Inhibition of Aortic Intimal Hyperplasia and Vascular Smooth Muscle Proliferation and Extracellular Matrix Protein Expressions by Astragalus–Angelica Combination

1Molecular Pathology Laboratory, Hunan Provincial Key Laboratory for Prevention and Treatment of Integrated Traditional Chinese and Western Medicine on Cardio-Cerebral Diseases, Hunan University of Chinese Medicine, Changsha, Hunan 410208, China
2Molecular Pathology Laboratory, Hunan University of Chinese Medicine, Changsha, Hunan 410208, China

Correspondence should be addressed to Changqing Deng; moc.uhos@qgnahcd

Received 15 May 2018; Accepted 30 July 2018; Published 13 August 2018

Academic Editor: Giuseppe Caminiti

Copyright © 2018 Huifang Yan et al. This is an open access article distributed under the Creative Commons Attribution License, which permits unrestricted use, distribution, and reproduction in any medium, provided the original work is properly cited.

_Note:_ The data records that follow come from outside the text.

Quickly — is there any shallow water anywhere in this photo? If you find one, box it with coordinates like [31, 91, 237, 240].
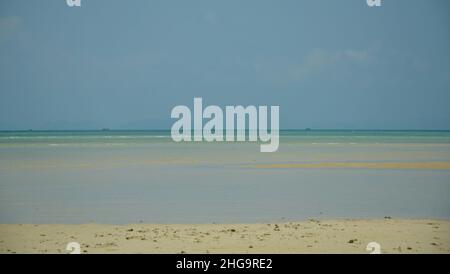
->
[0, 130, 450, 224]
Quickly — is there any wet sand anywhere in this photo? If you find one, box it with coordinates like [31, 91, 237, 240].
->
[0, 218, 450, 253]
[250, 162, 450, 170]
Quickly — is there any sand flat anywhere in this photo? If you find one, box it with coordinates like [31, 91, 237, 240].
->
[0, 219, 450, 253]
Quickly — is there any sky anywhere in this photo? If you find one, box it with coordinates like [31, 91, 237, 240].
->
[0, 0, 450, 130]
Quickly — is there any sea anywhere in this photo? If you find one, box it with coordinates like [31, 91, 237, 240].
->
[0, 129, 450, 224]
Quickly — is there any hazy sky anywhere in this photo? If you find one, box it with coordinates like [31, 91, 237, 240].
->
[0, 0, 450, 129]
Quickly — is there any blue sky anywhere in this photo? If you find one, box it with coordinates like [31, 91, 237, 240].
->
[0, 0, 450, 129]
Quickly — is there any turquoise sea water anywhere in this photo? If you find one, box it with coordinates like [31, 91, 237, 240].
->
[0, 130, 450, 223]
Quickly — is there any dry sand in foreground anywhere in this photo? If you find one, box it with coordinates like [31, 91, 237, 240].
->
[0, 219, 450, 253]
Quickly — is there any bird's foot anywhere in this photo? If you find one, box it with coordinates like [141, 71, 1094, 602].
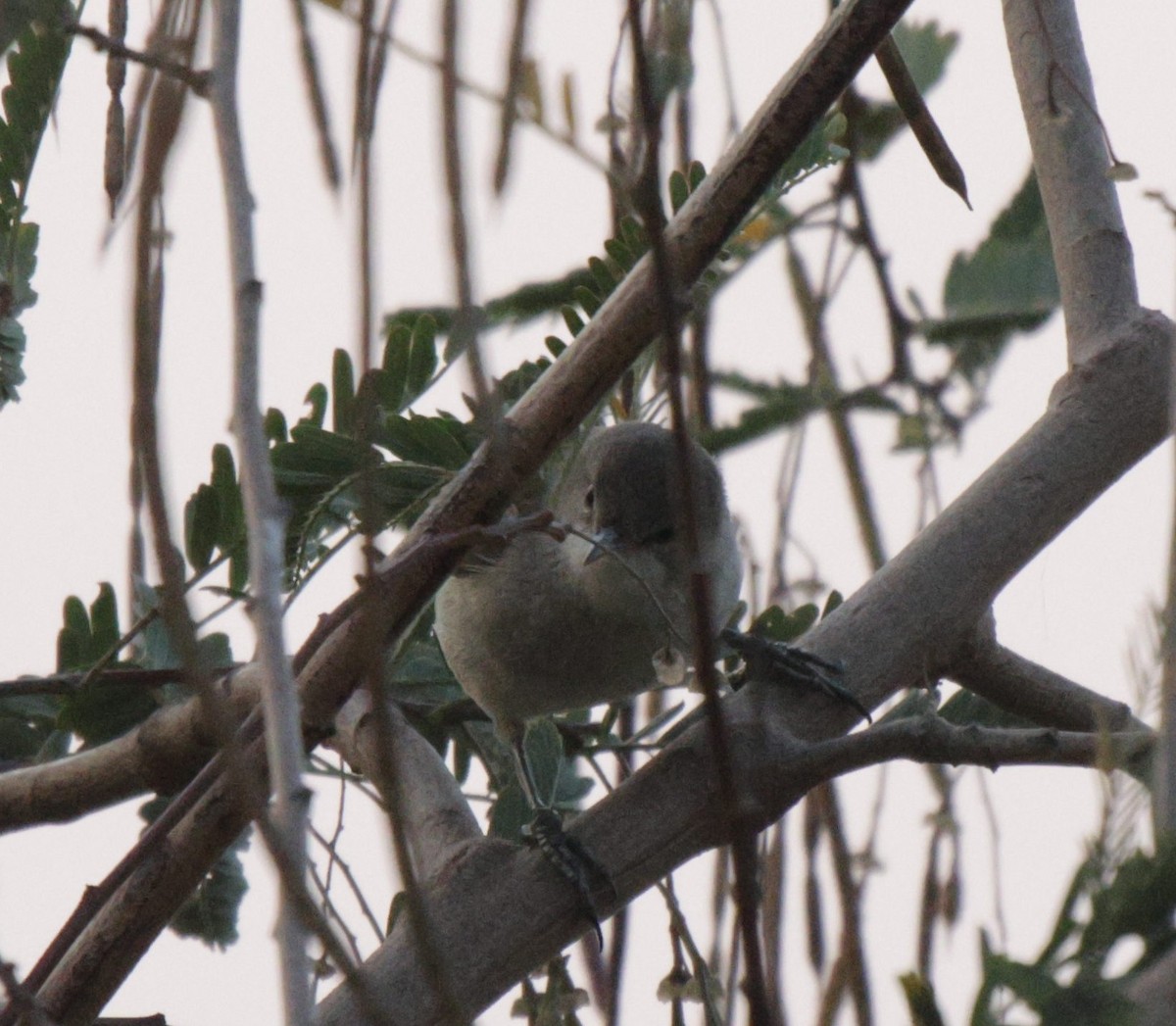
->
[722, 629, 874, 723]
[524, 808, 616, 951]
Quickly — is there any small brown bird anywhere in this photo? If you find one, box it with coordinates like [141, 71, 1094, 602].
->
[436, 422, 742, 809]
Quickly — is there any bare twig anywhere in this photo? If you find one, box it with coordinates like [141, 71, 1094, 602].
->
[66, 24, 208, 96]
[210, 0, 313, 1026]
[494, 0, 530, 195]
[1004, 0, 1139, 364]
[441, 0, 498, 420]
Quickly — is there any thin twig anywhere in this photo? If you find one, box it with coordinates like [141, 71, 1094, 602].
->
[628, 0, 778, 1026]
[66, 24, 210, 96]
[210, 0, 313, 1026]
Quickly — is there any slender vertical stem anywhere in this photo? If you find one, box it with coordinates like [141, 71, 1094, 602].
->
[210, 0, 313, 1026]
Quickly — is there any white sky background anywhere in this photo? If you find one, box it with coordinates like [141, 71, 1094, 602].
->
[0, 0, 1176, 1024]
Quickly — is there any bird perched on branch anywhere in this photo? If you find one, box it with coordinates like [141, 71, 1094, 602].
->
[436, 422, 742, 815]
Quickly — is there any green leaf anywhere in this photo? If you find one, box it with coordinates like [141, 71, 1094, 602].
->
[139, 796, 249, 950]
[588, 257, 624, 295]
[605, 239, 637, 271]
[489, 784, 534, 841]
[940, 687, 1036, 728]
[575, 288, 600, 318]
[355, 462, 453, 528]
[669, 170, 690, 215]
[892, 19, 959, 95]
[702, 374, 822, 453]
[854, 22, 959, 161]
[560, 306, 584, 338]
[523, 716, 564, 806]
[58, 678, 159, 747]
[375, 413, 477, 470]
[299, 383, 328, 427]
[183, 485, 220, 569]
[261, 406, 289, 442]
[381, 324, 413, 413]
[766, 111, 849, 198]
[400, 316, 437, 410]
[752, 603, 818, 644]
[58, 581, 119, 673]
[0, 694, 61, 763]
[899, 973, 945, 1026]
[918, 171, 1059, 377]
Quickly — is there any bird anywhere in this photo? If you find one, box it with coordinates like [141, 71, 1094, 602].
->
[434, 421, 742, 813]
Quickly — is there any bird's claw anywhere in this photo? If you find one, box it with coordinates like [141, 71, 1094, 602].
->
[722, 628, 874, 723]
[524, 808, 615, 951]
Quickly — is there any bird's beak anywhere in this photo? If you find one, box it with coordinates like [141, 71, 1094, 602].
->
[584, 527, 621, 566]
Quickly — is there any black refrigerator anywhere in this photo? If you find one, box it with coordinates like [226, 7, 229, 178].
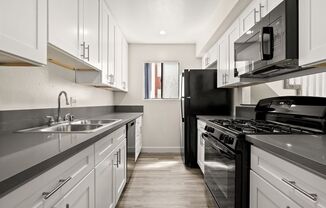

VSMC proliferation and ECM deposition always resulted in intimal hyperplasia. Astragalus–Angelica combination has a protective effect on the cardiovascular system. The inhibition effect of different Astragalus–Angelica combination on the hyperplastic intima after vascular balloon injury in rats was investigated in this study. Astragalus–Angelica combination can inhibit the intima hyperplasia after balloon injury, in which a 1:1 ratio shows excellent results. Astragalus–Angelica combination can enhance the expression of smooth muscle -actin (SMа-actin) and inhibit the expression of proliferating cell nuclear antigen (PCNA), cyclin D1, cyclin E, collagen I (Col-I), fibronectin (FN), and matrix metallopeptidase-9 (MMP-9) in hyperplastic intima, suggesting that Astragalus–Angelica combination can inhibit the intimal hyperplasia of blood vessels in rats. The mechanism is related to the inhibition of PI3K/Akt signaling pathway activation and thereby inhibits the phenotypic transformation and cell proliferation of VSMCs and thus inhibits the extracellular matrix (ECM) deposition of vascular wall during intimal hyperplasia.